More than 100,000 Michiganders voted “uncommitted” in yesterday’s presidential primary, earning 13.3% of the tally with most votes counted and blasting past organizers’ goal of 10,000 protest votes. Biden won the primary handily with 81% of the total tally.
The results suggest that Biden could lose Michigan in this year’s election if he continues to back Israel’s campaign to the hilt. In 2020, he won the state by 150,000 votes while polls predicted he would win by a much larger margin. This year, early polls show a slight lead for Trump in the battleground state, which he won in 2016 by fewer than 11,000 votes.
“The war on Gaza is a deep moral issue and the lack of attention and empathy for this perspective from the administration is breaking apart the fragile coalition we built to elect Joe Biden in 2020,” said Rep. Pramila Jayapal (D-Wash.), a progressive leader who has called for a ceasefire in Gaza, as votes came in last night.
Biden still has “a little bit of time to change this dynamic,” Jayapal told CNN, but “it has to be a dramatic policy and rhetorical shift from the president on this issue and a new strategy to rebuild a real partnership with progressives in multiple communities who are absolutely key to winning the election.”
Rep. Ro Khanna, a prominent Biden ally, told Semafor the vote is a “wake-up call” for the White House on Gaza.
The “uncommitted” option won outright in Dearborn, a Detroit suburb with a famously large Arab American population. The protest vote also gained notable traction in college towns, signaling Biden’s weakness among young voters across the country. “Uncommitted” received at least 8% of votes in every county in Michigan with more than 95% of votes tallied.
The uncommitted campaign drew backing from prominent Democrats in Michigan, including Rep. Rashida Tlaib (D-Mich.) and state Rep. Abraham Aiyash, who is the majority leader in the Michigan House. Former Reps. Andy Levin and Beto O’Rourke, who served as a representative from Texas, also lent their support to the effort.
“Our movement emerged victorious tonight and massively surpassed our expectations,” said Listen to Michigan, the organization behind the campaign, in a statement last night. “Tens of thousands of Michigan Democrats, many of whom [...] voted for Biden in 2020, are uncommitted to his re-election due to the war in Gaza.”
Biden did not make reference to the uncommitted movement in his victory speech, but reports indicate that his campaign is spooked by the effort. Prior to Tuesday’s vote, White House officials met with Arab and Muslim leaders in Michigan to try to assuage their concerns about the war, which has left about 30,000 Palestinians dead and many more injured. (More than 1,100 Israelis died during Hamas’s Oct. 7 attacks last year.)

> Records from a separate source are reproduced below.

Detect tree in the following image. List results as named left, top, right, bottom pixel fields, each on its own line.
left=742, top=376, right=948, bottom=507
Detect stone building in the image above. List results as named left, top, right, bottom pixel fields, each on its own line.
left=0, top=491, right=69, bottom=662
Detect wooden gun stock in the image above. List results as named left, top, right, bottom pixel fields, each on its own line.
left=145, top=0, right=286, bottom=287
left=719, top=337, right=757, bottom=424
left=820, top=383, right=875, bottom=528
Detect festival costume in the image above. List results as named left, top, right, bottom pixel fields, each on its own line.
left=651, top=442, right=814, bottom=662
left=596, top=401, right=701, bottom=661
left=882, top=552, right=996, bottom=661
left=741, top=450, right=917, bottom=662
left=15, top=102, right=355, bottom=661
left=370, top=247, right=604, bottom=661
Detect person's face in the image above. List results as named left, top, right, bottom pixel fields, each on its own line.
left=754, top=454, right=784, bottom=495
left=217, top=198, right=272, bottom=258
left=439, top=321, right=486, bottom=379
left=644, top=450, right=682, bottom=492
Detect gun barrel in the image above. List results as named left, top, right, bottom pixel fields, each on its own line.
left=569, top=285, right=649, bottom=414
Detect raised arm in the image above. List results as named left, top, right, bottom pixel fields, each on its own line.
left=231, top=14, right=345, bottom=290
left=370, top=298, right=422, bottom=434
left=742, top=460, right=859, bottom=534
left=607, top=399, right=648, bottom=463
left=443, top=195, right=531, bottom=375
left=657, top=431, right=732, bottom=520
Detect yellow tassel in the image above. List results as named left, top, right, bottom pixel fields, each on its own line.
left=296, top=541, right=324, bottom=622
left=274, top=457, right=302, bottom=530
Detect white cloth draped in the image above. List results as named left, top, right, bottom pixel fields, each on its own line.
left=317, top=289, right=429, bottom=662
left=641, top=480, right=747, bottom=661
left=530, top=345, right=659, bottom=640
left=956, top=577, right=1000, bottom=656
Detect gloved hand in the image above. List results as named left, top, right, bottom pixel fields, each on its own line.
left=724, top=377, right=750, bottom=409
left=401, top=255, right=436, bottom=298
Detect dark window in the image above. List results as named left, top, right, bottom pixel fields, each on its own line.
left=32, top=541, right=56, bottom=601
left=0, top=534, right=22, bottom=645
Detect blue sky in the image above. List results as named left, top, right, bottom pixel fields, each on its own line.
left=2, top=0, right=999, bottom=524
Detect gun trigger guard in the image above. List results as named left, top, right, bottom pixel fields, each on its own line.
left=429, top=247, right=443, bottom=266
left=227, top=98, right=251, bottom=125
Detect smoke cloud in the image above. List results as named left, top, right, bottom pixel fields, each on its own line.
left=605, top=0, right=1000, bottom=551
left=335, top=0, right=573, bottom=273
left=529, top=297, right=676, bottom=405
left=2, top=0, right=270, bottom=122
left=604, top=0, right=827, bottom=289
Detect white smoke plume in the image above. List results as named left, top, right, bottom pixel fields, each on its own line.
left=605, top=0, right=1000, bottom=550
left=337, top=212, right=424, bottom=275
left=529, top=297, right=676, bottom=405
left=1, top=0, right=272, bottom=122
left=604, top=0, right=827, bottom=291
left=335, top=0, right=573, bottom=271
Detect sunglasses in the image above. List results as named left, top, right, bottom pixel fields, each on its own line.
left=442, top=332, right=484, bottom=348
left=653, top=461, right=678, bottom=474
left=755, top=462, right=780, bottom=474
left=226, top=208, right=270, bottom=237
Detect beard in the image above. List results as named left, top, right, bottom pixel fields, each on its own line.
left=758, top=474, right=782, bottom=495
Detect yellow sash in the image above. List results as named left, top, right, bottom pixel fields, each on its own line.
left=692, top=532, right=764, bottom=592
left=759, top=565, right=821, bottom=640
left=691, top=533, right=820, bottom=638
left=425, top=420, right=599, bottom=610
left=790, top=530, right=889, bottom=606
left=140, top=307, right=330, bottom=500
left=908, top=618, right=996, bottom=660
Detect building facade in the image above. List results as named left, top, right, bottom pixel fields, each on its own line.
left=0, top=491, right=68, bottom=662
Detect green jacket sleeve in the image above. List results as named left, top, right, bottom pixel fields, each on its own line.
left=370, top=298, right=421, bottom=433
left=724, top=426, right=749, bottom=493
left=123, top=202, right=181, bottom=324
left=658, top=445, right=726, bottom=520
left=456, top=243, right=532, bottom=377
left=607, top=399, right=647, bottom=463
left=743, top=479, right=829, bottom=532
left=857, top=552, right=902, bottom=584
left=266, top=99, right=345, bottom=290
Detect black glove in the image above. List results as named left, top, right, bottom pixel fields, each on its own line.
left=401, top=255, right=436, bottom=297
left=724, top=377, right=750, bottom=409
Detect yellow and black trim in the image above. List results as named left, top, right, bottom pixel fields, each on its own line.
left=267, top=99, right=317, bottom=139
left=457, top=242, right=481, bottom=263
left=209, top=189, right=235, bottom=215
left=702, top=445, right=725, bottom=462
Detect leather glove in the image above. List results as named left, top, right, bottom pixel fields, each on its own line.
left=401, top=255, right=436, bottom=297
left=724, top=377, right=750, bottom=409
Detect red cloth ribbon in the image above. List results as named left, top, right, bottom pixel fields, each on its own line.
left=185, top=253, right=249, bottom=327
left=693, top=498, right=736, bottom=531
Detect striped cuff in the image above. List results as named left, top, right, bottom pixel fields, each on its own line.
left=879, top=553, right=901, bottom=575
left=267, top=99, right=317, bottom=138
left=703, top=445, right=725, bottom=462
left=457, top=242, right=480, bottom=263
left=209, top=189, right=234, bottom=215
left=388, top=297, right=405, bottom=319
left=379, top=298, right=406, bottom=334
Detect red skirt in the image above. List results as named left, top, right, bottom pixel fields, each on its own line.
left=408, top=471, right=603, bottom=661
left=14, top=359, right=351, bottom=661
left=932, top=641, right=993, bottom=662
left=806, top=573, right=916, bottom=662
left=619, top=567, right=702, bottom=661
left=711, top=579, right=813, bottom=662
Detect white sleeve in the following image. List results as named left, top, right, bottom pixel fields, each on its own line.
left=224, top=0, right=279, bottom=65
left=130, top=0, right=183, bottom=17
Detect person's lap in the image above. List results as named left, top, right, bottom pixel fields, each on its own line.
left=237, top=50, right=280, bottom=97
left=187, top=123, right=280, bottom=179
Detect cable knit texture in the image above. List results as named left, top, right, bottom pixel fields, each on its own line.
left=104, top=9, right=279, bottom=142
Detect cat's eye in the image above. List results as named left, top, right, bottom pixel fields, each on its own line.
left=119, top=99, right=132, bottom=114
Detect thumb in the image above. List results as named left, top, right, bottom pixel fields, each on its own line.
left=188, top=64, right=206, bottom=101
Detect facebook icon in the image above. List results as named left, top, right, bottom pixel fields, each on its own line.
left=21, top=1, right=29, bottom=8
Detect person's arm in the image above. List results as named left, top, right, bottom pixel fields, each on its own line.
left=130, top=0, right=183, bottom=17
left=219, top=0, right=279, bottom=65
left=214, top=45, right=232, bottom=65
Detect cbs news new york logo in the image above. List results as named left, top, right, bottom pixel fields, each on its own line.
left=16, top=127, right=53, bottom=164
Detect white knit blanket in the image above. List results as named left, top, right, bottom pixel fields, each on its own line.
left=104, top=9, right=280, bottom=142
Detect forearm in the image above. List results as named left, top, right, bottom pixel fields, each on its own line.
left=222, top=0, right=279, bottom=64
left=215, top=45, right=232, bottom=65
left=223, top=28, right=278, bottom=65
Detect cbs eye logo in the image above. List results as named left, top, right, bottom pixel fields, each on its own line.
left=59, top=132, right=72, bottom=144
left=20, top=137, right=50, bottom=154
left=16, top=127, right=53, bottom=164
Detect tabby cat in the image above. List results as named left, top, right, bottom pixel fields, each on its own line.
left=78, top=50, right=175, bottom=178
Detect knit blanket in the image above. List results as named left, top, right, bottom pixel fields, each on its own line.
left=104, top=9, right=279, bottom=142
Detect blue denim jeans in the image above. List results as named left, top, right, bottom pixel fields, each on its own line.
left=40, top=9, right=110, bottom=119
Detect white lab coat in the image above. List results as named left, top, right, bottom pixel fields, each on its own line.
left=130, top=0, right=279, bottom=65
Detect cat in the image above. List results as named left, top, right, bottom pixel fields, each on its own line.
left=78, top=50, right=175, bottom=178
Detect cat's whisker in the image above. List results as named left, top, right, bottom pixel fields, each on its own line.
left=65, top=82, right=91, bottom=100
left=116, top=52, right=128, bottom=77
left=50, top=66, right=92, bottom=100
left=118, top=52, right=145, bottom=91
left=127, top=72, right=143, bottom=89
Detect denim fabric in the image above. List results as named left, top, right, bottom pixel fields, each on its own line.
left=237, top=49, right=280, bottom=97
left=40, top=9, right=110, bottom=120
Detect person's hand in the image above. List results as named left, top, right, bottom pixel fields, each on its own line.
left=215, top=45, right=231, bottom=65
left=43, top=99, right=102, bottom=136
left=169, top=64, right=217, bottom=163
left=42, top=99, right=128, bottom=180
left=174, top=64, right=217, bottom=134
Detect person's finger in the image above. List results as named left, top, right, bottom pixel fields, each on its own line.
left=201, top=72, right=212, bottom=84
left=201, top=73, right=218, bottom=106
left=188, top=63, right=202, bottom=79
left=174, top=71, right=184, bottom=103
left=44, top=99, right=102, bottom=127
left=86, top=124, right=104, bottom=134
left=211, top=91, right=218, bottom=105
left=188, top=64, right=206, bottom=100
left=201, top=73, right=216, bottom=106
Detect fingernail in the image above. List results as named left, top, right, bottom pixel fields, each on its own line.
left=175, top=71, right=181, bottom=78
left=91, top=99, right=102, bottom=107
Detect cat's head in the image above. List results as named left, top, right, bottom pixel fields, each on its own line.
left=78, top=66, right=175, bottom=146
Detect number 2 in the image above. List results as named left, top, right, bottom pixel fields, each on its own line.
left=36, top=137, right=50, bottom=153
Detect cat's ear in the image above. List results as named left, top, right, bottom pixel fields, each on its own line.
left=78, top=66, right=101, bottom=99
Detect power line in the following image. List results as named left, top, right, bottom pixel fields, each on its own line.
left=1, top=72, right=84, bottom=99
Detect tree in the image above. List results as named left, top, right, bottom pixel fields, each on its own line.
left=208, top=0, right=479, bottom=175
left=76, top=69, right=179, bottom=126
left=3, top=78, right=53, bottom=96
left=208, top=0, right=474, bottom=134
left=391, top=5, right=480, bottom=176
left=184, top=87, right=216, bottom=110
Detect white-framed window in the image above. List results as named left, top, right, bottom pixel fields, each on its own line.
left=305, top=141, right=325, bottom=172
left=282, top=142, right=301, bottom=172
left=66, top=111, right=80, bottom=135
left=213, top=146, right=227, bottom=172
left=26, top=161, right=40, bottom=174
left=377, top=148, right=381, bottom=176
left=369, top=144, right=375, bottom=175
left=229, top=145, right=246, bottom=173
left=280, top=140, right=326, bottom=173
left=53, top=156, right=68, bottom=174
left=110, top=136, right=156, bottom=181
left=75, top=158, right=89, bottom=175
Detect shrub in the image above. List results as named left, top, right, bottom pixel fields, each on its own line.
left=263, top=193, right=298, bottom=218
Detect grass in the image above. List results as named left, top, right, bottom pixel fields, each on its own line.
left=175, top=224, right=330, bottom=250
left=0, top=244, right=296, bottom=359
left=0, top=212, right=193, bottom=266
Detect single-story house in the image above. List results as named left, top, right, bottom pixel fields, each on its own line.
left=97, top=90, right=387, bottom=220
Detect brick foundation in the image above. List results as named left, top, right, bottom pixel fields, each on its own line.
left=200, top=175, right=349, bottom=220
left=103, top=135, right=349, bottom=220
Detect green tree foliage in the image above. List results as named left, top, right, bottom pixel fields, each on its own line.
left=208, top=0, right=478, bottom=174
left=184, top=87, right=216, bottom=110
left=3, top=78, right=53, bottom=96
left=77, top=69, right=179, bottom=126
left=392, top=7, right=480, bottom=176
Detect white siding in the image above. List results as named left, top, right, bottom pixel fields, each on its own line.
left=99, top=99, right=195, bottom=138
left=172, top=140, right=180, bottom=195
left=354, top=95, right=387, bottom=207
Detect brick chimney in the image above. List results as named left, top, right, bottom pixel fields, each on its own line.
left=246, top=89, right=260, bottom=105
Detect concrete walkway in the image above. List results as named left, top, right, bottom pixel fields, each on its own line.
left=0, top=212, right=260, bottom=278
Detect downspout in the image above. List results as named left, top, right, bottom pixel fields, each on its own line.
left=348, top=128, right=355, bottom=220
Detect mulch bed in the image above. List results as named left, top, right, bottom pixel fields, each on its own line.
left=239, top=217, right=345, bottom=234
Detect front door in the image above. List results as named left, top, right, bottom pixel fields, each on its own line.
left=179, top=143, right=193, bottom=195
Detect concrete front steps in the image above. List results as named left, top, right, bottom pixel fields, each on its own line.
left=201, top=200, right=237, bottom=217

The president argues that his support for Israel has made it possible for him to guide the direction of the war to the extent possible, though his critics note that, despite some symbolic and rhetorical moves, he has stopped far short of holding back U.S. weapons or supporting multilateral efforts to demand a ceasefire.
Campaigners now hope the “uncommitted” effort will spread to other states. Minnesota, which will hold its primaries next week, is an early target.
“If you think this will stop with Michigan you are either the president or paid to flatter him,” said Alex Sammon, a politics writer at Slate.
Meanwhile in the Republican primary, former President Donald Trump fended off a challenge from former South Carolina governor Nikki Haley. With 94% of votes in, Trump came away with 68% of the vote, while Haley scored around 27%.